Big Brother n’existe plus. L’embauche de Lucarelli est la représentation de la crise
On savait qu’Ilary Blasi était meilleur qu’Alfonso Signorini. Que l’atmosphère de « Big Brother VIP » soit également plus joyeuse et ironique. Mais ce n’est pas le sujet.
Le problème de la crise du « Gf VIP » réside entièrement dans le « Gf VIP ». Un format épuisé, cuit, épuisé et avili, qui ne mérite qu’une longue, très longue hibernation.
Nous faisons semblant de ne pas comprendre, nous insistons pour déplacer l’attention. Des pâtisseries continuent d’ouvrir dans une ville où les habitants manifestent de plus en plus un rejet des sucreries.
Une crise datée
La crise commence de loin, le citron est pressé jusqu’à la dernière goutte.
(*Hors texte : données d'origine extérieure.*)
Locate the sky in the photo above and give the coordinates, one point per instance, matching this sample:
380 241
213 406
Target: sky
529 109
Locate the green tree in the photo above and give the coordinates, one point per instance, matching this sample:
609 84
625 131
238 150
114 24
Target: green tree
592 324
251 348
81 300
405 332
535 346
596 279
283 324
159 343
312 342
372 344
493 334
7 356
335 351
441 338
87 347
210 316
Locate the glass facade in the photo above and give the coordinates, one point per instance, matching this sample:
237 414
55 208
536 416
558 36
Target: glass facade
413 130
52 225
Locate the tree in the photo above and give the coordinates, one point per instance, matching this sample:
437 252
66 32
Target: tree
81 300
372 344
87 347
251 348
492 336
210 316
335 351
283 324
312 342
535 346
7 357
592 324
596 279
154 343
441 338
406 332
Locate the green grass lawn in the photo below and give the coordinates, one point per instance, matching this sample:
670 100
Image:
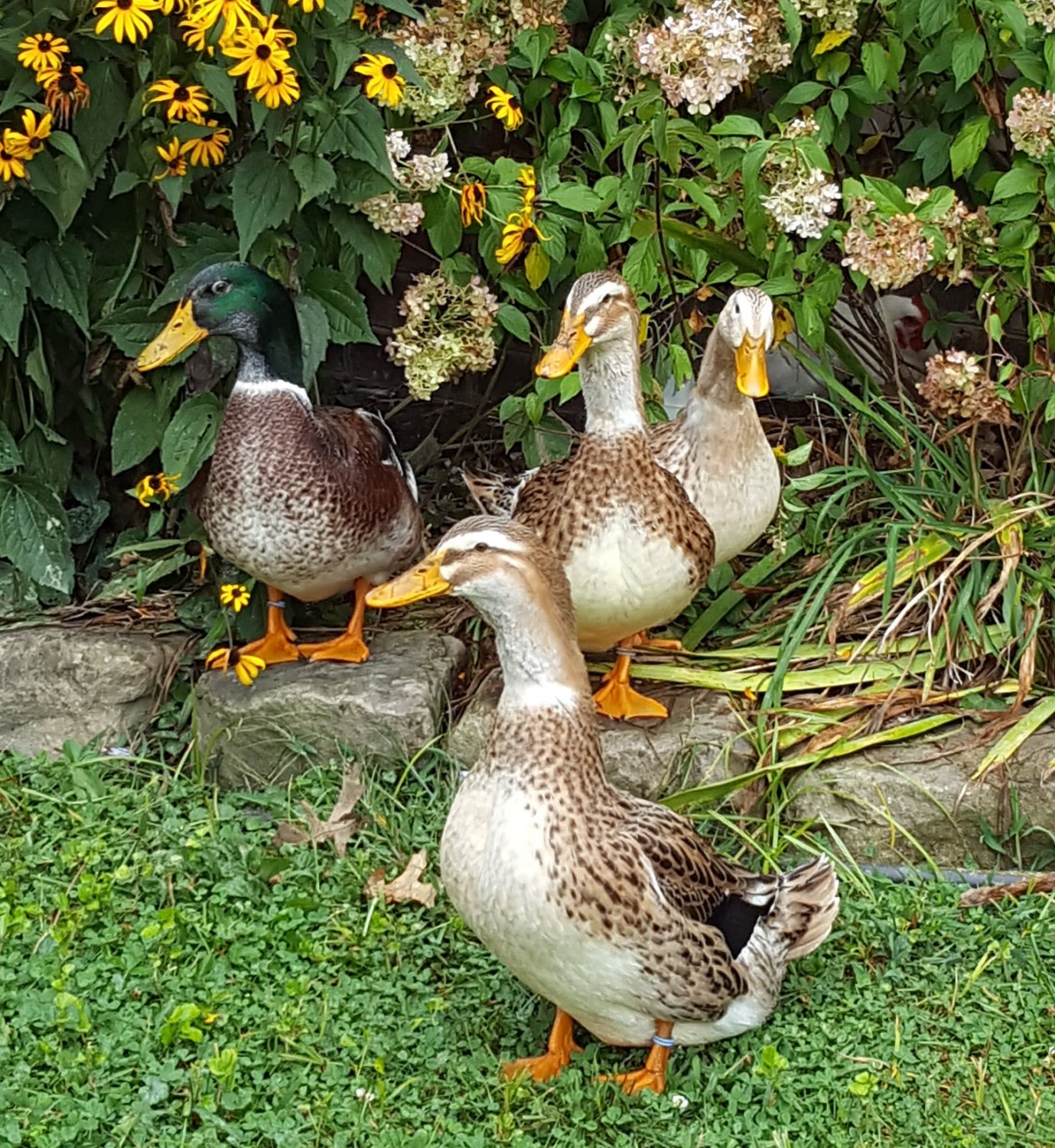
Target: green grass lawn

Le « Gf » est une marque ancienne, mais on a naïvement pensé que tout le blâme était imputable à la décision de septembre dernier d’ouvrir à nouveau les portes aux soi-disant gens ordinaires.
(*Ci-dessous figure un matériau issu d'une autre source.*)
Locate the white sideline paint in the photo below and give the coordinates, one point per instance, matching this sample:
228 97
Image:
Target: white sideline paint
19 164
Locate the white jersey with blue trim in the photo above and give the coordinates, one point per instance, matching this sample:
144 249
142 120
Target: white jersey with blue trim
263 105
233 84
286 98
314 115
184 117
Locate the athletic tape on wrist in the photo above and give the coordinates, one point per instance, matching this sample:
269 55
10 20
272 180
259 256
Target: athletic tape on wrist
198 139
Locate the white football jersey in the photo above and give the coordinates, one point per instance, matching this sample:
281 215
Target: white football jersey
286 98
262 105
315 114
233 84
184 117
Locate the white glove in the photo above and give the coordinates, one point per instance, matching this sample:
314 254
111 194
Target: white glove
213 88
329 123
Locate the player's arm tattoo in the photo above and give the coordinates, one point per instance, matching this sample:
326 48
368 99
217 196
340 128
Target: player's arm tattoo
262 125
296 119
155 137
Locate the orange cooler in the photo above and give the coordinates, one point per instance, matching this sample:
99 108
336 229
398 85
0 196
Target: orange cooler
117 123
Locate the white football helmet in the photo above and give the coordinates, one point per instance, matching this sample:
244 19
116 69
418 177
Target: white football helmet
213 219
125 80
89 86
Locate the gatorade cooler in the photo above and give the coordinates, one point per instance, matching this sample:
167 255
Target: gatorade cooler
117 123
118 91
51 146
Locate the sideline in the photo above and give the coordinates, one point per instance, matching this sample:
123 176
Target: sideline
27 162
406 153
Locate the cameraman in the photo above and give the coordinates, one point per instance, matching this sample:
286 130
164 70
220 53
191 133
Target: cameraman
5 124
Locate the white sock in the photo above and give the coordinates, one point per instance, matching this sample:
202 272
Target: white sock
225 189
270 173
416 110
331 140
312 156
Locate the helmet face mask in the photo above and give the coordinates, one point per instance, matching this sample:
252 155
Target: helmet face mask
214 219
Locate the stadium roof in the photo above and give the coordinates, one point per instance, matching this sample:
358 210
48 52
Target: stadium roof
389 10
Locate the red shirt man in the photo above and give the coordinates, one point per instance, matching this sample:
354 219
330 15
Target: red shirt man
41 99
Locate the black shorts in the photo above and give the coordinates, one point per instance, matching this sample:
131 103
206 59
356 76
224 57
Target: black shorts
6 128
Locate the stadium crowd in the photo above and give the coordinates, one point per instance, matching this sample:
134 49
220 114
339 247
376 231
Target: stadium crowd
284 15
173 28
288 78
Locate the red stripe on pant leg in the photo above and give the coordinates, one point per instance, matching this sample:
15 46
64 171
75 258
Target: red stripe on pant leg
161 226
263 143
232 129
Le « Gf » ne crée plus l’étonnement. C’est simplement une réplique de lui-même. Et le public, le peu qui restait friand du genre, l’a compris. Malgré cela, nous continuons à alterner les titres, estimant qu’en changeant l’emballage, le contenu pourrait être plus apprécié.
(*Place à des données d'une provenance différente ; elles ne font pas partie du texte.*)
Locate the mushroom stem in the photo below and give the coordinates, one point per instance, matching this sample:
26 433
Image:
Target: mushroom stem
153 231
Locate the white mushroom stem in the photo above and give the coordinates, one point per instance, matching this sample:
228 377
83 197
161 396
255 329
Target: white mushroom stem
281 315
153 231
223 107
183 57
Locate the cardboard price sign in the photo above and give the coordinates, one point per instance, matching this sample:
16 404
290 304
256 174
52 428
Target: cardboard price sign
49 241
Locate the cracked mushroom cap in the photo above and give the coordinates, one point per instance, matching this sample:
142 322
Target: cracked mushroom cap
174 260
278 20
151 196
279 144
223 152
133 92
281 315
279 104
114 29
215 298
Cette édition n’était même pas censée être conçue. C’était clair lorsqu’on supposait un casting insaisissable composé de Walter Zenga, Anna La Rosa, Federica Pellegrini et même Massimo Lovati, cela l’était encore plus quand on tombait sur une réalité dominée par de prétendus VIP, de parfaits inconnus et par la deux centième reconvocation d’Antonella Elia et Adriana Volpe.
Les fiançailles de Mussolini et Lucarelli
Bien sûr, l’embauche d’Alessandra Mussolini aurait pu ressembler au coup du siècle, tout comme celle de Raimondo Todaro, surtout si les deux étaient combinées avec la cour réussie de Selvaggia Lucarelli, placée en studio dans le rôle d’un commentateur impitoyable.
Mais malheureusement, plus qu’une valeur ajoutée, le juré de « Danse avec les stars » risque de devenir la solution à l’énigme, l’explication plastique de la crise irréversible du programme.
En fait, les intrigues internes ont disparu de « Gf ». Les événements de la maison ne présentent aucun intérêt et peinent de plus en plus à exploser. Et cela ne servait à rien d’avancer de quelques jours l’entrée de certains participants pour concocter une dynamique qui pourrait être dévorée dès le premier épisode. Si l’on ajoute à cela la difficulté de doubler chaque semaine, l’entreprise ardue devient impossible.
L’effet dérivé
Ici, le rôle de Selvaggia redevient central, appelée à affronter ses anciennes connaissances de « Ballando ». Donc des blocs éternels consacrés aux querelles avec la nièce du Duce (croisée sur Rai 1 en 2021) et aux fouilles contre l’ancien danseur de Carlucci, avec qui il n’y a jamais eu de bonne entente.
De longues minutes basées sur rien, sur des provocations comme fin en soi souvent non collectées ou jetées dans le vide, qui s’accompagnent de l’autre dualisme généré à la table des Elia et Volpe précités. Fraîchement sorti d’une « bagarre » à « BellaMà », il a été décidé de surfer sur la vague, en espérant que les conflits continueraient sans arrêt, comme dans une sorte de feuilleton.
Bref, le « GF » n’existe plus. Ce n’est plus un monde à part qui repose sur l’équilibre intestinal. A la place de la « bulle », s’est imposé le principe du spin-off, continuation de conflits initiés ailleurs, qui rongent inévitablement tout le reste.
La cagnotte est pleine et sur Canale 5 la liste des catastrophes s’allonge considérablement. L’année dernière, « L’Isola » a été lancé après le flop de « The Couple », lui-même lancé après six mois de « Big Brother », relancé en double sauce cette saison.
À ce stade, il vaut mieux penser que ce « Gf » existe comme une réponse légitime à Fabrizio Corona. Un arrêt aurait été perçu comme une capitulation, comme un drapeau blanc hissé face aux attaques et aux ragots vulgaires. Un scénario qui aurait accru la perception de la communauté d’une entreprise touchée et conditionnée par les pseudo-enquêtes de « Falsissimo ». Ce serait le seul alibi vraiment viable.